British academia runs on tea.
It’s true. I’d forgotten what it’s like to work in a scientific university environment in this green and pleasant land. The entire building seems to decamp to the tea room as a ritual occasion, once at mid-morning and again around three in the afternoon. A fair few can be seen lingering with an after-lunch cuppa as well, and the kettle in our study room is boiling pretty much constantly.
Thought facilitator or pesky distraction?
The tea culture is a steamy reflection of the underlying stretched-out time frame behind all the hard work going on. After a few years in a rather formal, nine-to-five, constrain-your-lunchbreak-to-an-hour-or-else office environment, the relaxed atmosphere of academia is a bit of a shock. Nobody cares what you wear; nobody cares what time you come in or leave. Nobody cares if you check your email or book a holiday or read the BBC website or nip out to the post office on ‘company time’. There is no company. There is only the organic whole of the laboratory, whose clock is individual and self-wound. People might be in the lab from ten until midnight, but the amount of actual lab work going on is nowhere near as long. There is time for reflection; time to chat with colleagues; time to sit in on the many seminars and group meetings going on. And time, of course, for another cup of tea.

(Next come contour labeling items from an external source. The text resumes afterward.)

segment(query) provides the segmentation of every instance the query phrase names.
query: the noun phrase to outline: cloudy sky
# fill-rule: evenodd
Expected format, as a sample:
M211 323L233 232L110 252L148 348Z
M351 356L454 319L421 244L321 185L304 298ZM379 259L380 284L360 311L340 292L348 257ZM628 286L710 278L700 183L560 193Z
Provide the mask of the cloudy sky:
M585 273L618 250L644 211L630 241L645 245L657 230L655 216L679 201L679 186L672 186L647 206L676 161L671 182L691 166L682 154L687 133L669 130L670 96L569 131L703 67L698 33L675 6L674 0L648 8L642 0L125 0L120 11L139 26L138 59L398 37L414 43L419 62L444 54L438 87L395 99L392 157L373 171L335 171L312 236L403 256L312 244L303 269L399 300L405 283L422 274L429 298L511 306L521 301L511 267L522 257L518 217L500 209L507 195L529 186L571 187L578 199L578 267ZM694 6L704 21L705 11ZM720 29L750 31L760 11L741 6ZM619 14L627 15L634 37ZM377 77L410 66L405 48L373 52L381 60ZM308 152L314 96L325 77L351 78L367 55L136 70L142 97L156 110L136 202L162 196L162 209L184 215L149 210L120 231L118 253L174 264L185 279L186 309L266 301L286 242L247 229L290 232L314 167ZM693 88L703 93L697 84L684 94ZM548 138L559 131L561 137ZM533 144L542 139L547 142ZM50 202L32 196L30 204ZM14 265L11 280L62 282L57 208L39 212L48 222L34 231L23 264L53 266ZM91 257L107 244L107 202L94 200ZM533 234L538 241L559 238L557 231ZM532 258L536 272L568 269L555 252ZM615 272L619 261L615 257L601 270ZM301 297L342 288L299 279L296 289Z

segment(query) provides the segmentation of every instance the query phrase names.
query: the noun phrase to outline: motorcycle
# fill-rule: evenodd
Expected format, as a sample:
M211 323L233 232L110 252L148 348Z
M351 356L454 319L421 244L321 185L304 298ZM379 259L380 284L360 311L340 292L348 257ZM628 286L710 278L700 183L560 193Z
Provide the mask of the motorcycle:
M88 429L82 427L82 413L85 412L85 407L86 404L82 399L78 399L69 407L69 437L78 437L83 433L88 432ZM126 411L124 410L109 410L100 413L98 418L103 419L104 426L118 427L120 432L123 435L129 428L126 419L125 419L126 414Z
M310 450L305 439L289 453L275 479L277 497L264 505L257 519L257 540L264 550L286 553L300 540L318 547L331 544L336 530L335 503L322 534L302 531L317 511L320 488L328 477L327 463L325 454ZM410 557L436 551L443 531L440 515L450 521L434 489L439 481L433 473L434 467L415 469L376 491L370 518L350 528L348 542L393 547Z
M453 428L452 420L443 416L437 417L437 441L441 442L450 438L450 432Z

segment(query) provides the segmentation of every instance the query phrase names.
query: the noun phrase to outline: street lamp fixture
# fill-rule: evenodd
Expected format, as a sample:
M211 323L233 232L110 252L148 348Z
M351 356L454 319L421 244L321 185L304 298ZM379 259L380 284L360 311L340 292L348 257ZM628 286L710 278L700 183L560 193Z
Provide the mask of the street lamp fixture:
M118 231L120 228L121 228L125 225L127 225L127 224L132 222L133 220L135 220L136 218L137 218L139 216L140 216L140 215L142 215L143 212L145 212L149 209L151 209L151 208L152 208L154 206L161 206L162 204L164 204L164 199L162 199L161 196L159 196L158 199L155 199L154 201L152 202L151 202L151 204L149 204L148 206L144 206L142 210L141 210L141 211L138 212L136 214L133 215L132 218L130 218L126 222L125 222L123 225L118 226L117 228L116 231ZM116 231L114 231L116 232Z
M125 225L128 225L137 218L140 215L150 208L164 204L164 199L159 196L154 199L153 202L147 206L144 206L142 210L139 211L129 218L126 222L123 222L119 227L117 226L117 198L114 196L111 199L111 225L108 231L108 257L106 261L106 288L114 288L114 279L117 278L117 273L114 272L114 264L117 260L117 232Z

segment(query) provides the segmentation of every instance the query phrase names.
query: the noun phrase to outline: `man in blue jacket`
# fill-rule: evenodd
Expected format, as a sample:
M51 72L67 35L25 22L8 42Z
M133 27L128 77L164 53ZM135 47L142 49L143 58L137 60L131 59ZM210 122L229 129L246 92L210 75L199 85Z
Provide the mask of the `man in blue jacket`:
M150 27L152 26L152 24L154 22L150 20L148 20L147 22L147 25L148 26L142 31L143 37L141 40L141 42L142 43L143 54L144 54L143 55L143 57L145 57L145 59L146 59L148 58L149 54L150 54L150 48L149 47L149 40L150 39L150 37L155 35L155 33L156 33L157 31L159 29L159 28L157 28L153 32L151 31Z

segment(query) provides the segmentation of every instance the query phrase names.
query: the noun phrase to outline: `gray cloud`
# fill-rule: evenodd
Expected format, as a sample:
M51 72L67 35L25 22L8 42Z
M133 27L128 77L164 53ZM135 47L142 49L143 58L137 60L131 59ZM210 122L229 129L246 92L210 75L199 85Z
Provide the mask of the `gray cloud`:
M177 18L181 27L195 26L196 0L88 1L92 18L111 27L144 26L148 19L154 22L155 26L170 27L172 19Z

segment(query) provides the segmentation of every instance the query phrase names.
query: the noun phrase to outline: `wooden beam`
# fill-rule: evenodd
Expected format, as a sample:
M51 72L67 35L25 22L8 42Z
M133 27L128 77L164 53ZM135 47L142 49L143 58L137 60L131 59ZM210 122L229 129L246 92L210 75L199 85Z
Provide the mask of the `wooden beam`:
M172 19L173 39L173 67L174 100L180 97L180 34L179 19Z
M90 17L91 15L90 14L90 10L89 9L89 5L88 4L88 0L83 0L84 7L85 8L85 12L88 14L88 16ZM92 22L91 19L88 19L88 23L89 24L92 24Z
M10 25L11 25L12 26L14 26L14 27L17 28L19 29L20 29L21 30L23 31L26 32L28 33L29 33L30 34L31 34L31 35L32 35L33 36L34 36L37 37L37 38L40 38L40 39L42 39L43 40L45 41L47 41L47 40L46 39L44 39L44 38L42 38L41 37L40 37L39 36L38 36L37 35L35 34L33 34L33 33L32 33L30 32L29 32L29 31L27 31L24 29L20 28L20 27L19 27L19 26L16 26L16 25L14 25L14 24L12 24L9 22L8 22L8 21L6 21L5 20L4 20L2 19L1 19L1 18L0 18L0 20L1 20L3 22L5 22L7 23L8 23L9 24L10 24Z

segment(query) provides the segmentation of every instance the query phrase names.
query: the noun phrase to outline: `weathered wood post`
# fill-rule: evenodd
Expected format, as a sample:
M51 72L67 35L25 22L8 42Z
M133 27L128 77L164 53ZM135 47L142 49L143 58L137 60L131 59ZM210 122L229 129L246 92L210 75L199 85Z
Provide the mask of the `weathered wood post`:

After a month, I’m still not quite into the swing of it. If the Tube has problems and it starts looking as if I’ll arrive later than my (self-imposed) 9:30 target, my heart begins to race with anxiety: the phantom weight of corporate disapproval, bearing down on me. I still feel guilty taking the occasional peek at my personal email, and I can’t seem to get out of the habit of eating a sandwich at my desk while working at the computer instead of hanging out in the common room with the others, or skipping lunch altogether. I try to work hard and stay focused while I am there, and so far, with only a few exceptions, I’ve managed to leave eight or nine hours after I arrive. And no weekends. Even so, I think it’s entirely possible that I am getting as much done as everyone else.
Gone are the days of eighty-hour-a-week stints in the lab, for me. I’m at the age now when I realize that you can compress a lot of effort into a smaller amount of time, and what is important in life is to carve a space for yourself outside of work, to defend it rigorously, and to not let yourself be seduced by the siren call of “just one more quick experiment”. And just as importantly, I have learned not to care what other people might think when I am always the first to walk out the door.
Like tea, obsessive long-hours research is highly addictive. But I’m confident I can kick at least one of these habits.
Nice mug.
An interesting art project would be to get people to take a photo of their work mug and explain why they chose it. I’m sure there’s some psychology of work mug choice research just begging to be done too.
Or portraits of scientists with mugs of tea – that could be fun.
Your second-last paragraph is very powerful. And I think, helpful. I wonder whether the long hours culture of science attracts as many as it repels?
I know I’m talking with myself here, but I went back to the main page and there was a big notice for Connotea Nature’s bookmarking site.
Is that deliberately named I wonder? Connocoffee wouldn’t pull in the lab crowd?
{giggle} Scott, it reads as if you’ve been drinking one too many yourself.
I think there is something in the long nights appeal. I’ve stayed late, as I mentioned, only a few times over the past month, but there is a definite buzz when you find yourself riding that adrenalin rush of no food and no rest when everything is one big blur of purpose. You leave the building and explode out into the night like a bottle rocket. When I was young, I used to live for that high.
The only objection I have to tea is that in our department there’s multiple little milk-sharing consortiums that go halves on a pint of milk that lasts a week or so. Hence our fridge is absolutely rammed with tiny little bottles of milk, many of which are a bit passed their sell-by date. When I rule the universe I’d pay for a great big bottle of milk from departmental funds once a week. Should save at least a few hours a week from people nipping down the shop. Oh, and one of those boxes of 6,000 teabags you can get from Costco for a tenner. I’ve always been curious to know if that’s the right amount to make tea in a.) a cement mixer or b.) a swimming pool.
Tsk, where’s your maths, Paul?
One mug is about 200ml. So 6,000 teabags at one teabag per mug is 1200 litres of tea.
These small cement mixers have a capacity of 90 litres.
These concrete mixer trucks have a capacity of about 3500 litres.
This site shows that an Olympic pool is about 2,500,000 litres.
So one box of 6,000 teabags would do just over 13 cement mixers, one-third of a concrete mixer truck, or one-twentythousandth of an Olympic pool.
Not forgetting the extra teabag for the pot, mind…
good to see you can still wotd 😉
Omigod, I’m being stalked! What are you doing in here? 🙂
Scott, I think you’d need to scale up that ‘one for the pot’ as well. But by what factor?